To Nha Notes | Technology blog posts

Stop Throwing Tokens at the Problem: Why Your AI Agents Need Operational Memory

To Nha Notes | Feb. 20, 2026, 11:43 a.m.

A reference to Ben Lorica's "Your Agents Need Runbooks, Not Bigger Context Windows" — Gradient Flow, February 2026

There's a quiet frustration building among teams deploying AI agents in production. The demos look great. The prototypes work. Then you hit real workloads — data pipelines breaking at 2 AM, API failures that need fifteen-step remediation sequences, hundreds of internal tools to navigate — and suddenly the agent that seemed so capable starts burning tokens, slowing down, and re-inventing the wheel on every single run.

Ben Lorica at Gradient Flow puts a name to this in his latest piece: the Context Tax.

The Core Problem: Agents That Never Learn

Today's AI agents treat every task like it's their first day on the job. Each time an agent runs, it re-reads documentation, re-plans its steps, re-discovers your infrastructure. If your agent fixes a broken ETL pipeline today, it pays the full "thinking cost" — parsing logs, identifying the failed step, executing a remediation sequence. Tomorrow, when the same pipeline breaks for the same reason, it pays that full cost again. And the day after that. The 1,000th execution is just as expensive as the first.

Lorica frames the root issue clearly: we are treating the agent's context window like volatile RAM — a workspace that wipes clean the moment a task is finished. Traditional computing stacks don't work this way. You don't reload your operating system every time you open a file. But in the current agent paradigm, we force models to "re-boot" their understanding of our infrastructure on every request.

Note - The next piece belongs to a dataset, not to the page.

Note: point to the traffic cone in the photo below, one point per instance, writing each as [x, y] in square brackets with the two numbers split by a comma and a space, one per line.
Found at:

This is compounded by two well-documented architectural limits of large language models. First, computational cost grows quadratically with context length — a task that should take one second can balloon to thirty seconds simply because the context is too large. Second, the "lost-in-the-middle" effect means that long prompts cause agents to lose track of information buried in the middle. Research shows that small, focused snippets are often twice as accurate as making an agent parse a giant document.

Why RAG Alone Won't Save You

The instinctive answer is Retrieval-Augmented Generation. RAG is excellent at fetching facts — finding a runbook document, surfacing a configuration guide. But as Lorica points out, RAG is built to find documents, not to remember how work was done.

RAG can locate a technical runbook for a database issue. It cannot remember that a specific five-step sequence of API calls resolved that exact issue last Tuesday. Every time a workflow starts, the agent still has to read the documentation and plan its steps from scratch. The organization never accumulates institutional knowledge from its agents' successes.

Other workarounds — dynamic tool loading, stateful continuity for personalization — address parts of the problem but leave the core gap open: there is no mechanism to "crystallize" a successful solution into a reusable, executable procedure.

The Missing Layer: A Context File System

Lorica's article introduces a compelling architectural response: the Context File System (CFS), also called an Operational Skill Store.

The concept mirrors how mature engineering teams operate. Senior staff solve a novel problem once, document the solution as a runbook, and from that point on the task becomes routine. A CFS does the same for agents — capturing successful multi-step workflows as versioned, executable procedures that can be replayed rather than re-planned.

In practice, rather than stuffing a prompt with "just-in-case" context, an agent using a CFS mounts and unmounts specific operational volumes as needed. It mounts a codebase volume to diagnose a bug, swaps to a technical runbook volume to execute the fix, then unmounts when done. Context becomes a managed resource — high-density, low-noise, and purpose-built for the task at hand.

The economics shift dramatically. The first execution of a workflow pays an "exploration cost" in tokens. Every run after that replays the proven procedure. According to the article, this can reduce token consumption by over 90 percent for repeated workflows.

Key Properties That Make This Work

A well-designed CFS comes down to a few structural properties that Lorica outlines:

Persistent Procedural Memory captures successful multi-step workflows as versioned procedures, eliminating repeated planning overhead for known task types.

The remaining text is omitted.